Conventional firewalls offer little or no defence against DDoS attacks, he said: “Because the first D in DDoS stands for distributed, you can’t easily install a firewall rule or something similar that will stop this kind of attack.

“Firewalls are designed to block bad traffic from single sources, whereas a DDoS attack is the combined effect of thousands of devices swamping a target, usually with what is otherwise legitimate traffic.”

Duncan advised people to be more security conscious in the age of the ‘Internet of Things’ when many devices are connected online.

“In terms of stopping your own kit being used, or being taken over to participate in cyber attacks, you should be aware of some basic network security points. Don’t just plug in TVs or other appliances to the internet without changing the default password, for example.”

Other tips for securing your devices

  • Make sure all your passwords are secure
  • Make sure the software on devices is up to date.
  • Only connect devices if you plan to use that functionality (eg don’t connect a TV to the network if it’s just going to show broadcasted channels)
  • If you don’t need it, turn off Universal Plug and Play (UPnP) on your router and IoT devices.

HighNet has also been successful in tackling a number of voicemail fraud attempts on customers.

Voicemail, or dial-through, fraud is a growing problem in the UK, costing businesses £953 million annually – making it bigger than credit card fraud. It can cost companies upwards of £1,000 per day and potentially thousands of pounds during a holiday period.

It occurs when criminals target phone systems from the outside and use them to make a high volume of calls, typically to premium rate or overseas numbers.

Hackers can obtain access to a business’s call-forwarding system via its voicemail if security passwords have either not been set or are not strong enough.

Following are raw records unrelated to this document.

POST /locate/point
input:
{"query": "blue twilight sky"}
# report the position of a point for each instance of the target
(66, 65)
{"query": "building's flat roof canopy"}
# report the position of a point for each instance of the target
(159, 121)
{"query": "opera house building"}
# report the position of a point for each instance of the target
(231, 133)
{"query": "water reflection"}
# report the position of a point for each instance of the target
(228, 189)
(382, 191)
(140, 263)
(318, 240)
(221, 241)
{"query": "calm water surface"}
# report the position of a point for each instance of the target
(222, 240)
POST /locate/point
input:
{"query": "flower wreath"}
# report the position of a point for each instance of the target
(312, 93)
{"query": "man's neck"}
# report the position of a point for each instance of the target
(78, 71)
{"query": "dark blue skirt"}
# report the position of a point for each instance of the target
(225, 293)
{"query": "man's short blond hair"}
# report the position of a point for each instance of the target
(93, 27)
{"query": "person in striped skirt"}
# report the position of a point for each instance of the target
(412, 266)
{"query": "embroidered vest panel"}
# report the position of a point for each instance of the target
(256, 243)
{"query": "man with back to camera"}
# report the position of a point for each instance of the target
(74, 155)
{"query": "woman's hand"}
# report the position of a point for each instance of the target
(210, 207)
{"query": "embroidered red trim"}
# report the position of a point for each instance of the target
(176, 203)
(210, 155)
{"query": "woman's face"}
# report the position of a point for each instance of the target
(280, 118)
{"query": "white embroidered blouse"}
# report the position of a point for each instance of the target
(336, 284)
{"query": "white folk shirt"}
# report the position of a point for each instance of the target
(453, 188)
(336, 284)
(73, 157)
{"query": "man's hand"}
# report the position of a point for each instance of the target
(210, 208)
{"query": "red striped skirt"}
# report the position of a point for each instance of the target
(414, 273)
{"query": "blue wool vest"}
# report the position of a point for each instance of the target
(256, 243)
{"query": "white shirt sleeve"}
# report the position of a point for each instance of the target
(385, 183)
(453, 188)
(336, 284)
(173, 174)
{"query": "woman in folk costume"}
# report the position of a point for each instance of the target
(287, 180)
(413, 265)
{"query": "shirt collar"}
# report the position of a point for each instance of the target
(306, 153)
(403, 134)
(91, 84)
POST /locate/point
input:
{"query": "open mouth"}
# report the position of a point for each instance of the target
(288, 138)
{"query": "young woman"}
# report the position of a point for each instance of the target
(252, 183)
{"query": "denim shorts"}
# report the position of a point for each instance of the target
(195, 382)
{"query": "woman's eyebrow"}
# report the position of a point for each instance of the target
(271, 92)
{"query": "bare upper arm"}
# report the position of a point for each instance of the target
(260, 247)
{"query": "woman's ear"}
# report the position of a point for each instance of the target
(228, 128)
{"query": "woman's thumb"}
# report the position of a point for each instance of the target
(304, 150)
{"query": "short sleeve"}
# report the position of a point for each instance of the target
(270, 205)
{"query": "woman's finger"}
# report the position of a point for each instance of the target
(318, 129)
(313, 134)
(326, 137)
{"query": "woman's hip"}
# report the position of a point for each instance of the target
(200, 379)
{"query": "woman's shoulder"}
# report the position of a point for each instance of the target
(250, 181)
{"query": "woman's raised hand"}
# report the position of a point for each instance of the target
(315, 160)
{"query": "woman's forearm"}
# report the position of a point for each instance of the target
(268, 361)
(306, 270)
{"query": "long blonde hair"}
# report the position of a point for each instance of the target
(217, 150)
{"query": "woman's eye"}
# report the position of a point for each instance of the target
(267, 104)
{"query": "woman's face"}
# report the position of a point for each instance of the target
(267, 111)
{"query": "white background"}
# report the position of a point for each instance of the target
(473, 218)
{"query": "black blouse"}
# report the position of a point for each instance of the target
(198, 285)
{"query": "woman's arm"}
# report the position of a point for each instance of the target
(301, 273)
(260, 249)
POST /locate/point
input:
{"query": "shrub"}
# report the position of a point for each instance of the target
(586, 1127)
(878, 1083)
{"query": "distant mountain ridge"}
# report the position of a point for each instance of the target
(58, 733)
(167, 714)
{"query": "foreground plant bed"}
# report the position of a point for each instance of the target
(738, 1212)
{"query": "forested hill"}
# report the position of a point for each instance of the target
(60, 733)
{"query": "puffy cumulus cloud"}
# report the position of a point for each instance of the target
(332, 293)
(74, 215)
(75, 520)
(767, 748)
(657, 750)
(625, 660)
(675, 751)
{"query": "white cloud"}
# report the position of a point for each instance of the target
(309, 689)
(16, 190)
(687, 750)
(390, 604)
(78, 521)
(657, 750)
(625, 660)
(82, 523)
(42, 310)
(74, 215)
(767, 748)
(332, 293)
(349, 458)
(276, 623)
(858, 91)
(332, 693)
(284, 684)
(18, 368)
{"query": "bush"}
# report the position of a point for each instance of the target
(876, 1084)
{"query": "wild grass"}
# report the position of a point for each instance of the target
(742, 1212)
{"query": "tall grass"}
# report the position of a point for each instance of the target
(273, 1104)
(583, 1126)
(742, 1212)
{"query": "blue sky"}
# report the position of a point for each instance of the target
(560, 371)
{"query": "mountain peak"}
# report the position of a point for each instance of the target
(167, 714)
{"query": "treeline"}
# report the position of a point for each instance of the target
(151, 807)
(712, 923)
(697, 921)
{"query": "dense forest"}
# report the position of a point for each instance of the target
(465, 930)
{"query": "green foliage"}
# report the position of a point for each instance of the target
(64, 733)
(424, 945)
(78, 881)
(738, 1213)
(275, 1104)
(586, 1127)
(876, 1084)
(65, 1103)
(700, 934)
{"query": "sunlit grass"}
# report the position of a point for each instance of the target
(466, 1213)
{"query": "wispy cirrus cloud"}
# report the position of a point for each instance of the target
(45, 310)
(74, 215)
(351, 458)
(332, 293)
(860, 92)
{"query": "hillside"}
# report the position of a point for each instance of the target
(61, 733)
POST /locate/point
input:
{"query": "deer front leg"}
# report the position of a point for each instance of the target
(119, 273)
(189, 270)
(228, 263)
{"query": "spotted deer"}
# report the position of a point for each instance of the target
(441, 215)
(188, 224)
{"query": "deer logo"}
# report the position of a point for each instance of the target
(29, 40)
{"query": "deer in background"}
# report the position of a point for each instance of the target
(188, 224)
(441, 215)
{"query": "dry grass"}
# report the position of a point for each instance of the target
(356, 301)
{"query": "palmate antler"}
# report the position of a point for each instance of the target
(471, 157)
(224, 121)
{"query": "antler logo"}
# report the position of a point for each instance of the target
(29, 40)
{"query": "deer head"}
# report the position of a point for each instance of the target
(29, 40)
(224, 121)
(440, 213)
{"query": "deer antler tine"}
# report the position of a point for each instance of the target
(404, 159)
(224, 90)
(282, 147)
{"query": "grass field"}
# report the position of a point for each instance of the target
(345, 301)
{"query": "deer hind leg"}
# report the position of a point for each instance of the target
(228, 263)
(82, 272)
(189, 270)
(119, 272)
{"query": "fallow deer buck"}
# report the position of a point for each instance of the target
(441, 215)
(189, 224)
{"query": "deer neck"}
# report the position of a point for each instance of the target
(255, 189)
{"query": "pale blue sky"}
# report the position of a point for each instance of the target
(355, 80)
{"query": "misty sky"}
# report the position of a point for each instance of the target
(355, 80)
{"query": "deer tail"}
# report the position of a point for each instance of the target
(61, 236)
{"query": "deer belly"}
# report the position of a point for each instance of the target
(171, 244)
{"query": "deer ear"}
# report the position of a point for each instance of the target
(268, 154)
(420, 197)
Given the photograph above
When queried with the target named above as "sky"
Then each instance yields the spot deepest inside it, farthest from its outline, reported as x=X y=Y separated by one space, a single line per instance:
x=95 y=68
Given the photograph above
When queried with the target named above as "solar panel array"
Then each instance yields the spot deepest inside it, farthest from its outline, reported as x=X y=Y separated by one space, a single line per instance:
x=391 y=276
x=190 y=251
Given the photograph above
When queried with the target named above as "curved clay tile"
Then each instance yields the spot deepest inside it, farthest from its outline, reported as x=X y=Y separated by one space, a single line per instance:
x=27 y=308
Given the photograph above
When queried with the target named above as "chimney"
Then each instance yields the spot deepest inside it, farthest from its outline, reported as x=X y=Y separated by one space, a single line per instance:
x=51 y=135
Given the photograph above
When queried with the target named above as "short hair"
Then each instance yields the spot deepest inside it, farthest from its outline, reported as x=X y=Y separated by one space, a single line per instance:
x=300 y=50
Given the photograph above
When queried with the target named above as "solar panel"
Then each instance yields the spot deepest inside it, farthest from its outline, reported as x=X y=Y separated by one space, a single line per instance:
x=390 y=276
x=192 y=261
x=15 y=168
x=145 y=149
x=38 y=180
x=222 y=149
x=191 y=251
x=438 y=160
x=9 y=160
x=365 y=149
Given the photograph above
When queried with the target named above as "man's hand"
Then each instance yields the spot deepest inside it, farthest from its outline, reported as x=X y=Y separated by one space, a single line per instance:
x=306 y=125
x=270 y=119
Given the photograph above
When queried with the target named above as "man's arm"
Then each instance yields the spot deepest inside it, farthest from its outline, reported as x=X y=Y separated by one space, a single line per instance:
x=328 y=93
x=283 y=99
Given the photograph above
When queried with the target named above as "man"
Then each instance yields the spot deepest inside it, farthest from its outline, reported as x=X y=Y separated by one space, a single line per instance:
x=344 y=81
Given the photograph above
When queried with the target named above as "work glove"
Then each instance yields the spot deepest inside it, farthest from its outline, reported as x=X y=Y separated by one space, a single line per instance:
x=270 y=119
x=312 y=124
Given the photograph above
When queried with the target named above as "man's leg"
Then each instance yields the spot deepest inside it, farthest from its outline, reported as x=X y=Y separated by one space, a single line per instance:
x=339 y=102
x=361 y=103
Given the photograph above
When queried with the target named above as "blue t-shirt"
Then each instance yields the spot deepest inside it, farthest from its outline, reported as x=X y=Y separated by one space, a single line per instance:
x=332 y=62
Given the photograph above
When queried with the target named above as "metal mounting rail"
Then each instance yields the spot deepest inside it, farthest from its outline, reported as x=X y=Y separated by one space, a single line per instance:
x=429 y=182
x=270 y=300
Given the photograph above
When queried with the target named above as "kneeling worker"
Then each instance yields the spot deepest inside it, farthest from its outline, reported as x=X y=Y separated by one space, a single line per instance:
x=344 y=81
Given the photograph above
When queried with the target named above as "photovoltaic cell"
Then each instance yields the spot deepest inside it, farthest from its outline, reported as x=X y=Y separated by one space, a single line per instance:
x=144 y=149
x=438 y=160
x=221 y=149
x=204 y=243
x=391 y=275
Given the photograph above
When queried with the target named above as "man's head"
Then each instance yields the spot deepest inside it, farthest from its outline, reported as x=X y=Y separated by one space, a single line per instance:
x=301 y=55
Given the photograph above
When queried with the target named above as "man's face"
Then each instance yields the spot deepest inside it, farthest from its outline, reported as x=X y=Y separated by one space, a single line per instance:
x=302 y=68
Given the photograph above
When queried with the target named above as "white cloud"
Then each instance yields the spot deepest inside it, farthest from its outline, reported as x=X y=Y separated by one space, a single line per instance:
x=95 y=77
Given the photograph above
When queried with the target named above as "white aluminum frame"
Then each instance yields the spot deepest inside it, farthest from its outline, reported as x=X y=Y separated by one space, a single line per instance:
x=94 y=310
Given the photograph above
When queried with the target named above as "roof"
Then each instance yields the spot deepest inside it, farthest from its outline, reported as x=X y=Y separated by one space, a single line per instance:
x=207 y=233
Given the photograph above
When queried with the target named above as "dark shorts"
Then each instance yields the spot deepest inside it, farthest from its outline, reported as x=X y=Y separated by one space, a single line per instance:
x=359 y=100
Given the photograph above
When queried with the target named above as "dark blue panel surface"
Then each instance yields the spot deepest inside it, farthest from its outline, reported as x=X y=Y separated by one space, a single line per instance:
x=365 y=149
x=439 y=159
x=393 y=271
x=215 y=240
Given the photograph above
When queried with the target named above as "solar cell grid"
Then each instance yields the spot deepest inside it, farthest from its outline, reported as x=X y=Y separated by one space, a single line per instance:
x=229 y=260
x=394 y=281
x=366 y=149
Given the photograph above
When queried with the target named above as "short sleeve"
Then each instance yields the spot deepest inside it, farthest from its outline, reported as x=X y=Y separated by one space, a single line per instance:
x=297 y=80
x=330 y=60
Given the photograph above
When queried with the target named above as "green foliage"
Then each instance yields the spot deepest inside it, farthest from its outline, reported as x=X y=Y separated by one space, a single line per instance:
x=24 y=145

They can then call an extension which has call-forwarding enabled, directing the call to the premium-rate number, with the revenue for those calls being received by the fraudsters.

HighNet has revealed that in the past year its security systems have intercepted eight fraud cases – involving numbers from Morocco, Cuba, Liberia, Togo, Tunisia, Albania and Bosnia – potentially worth around £100,000 in total.

Instead, the total cost was limited to £2,327, with some of the victims escaping without any financial loss due to the level of protection they have.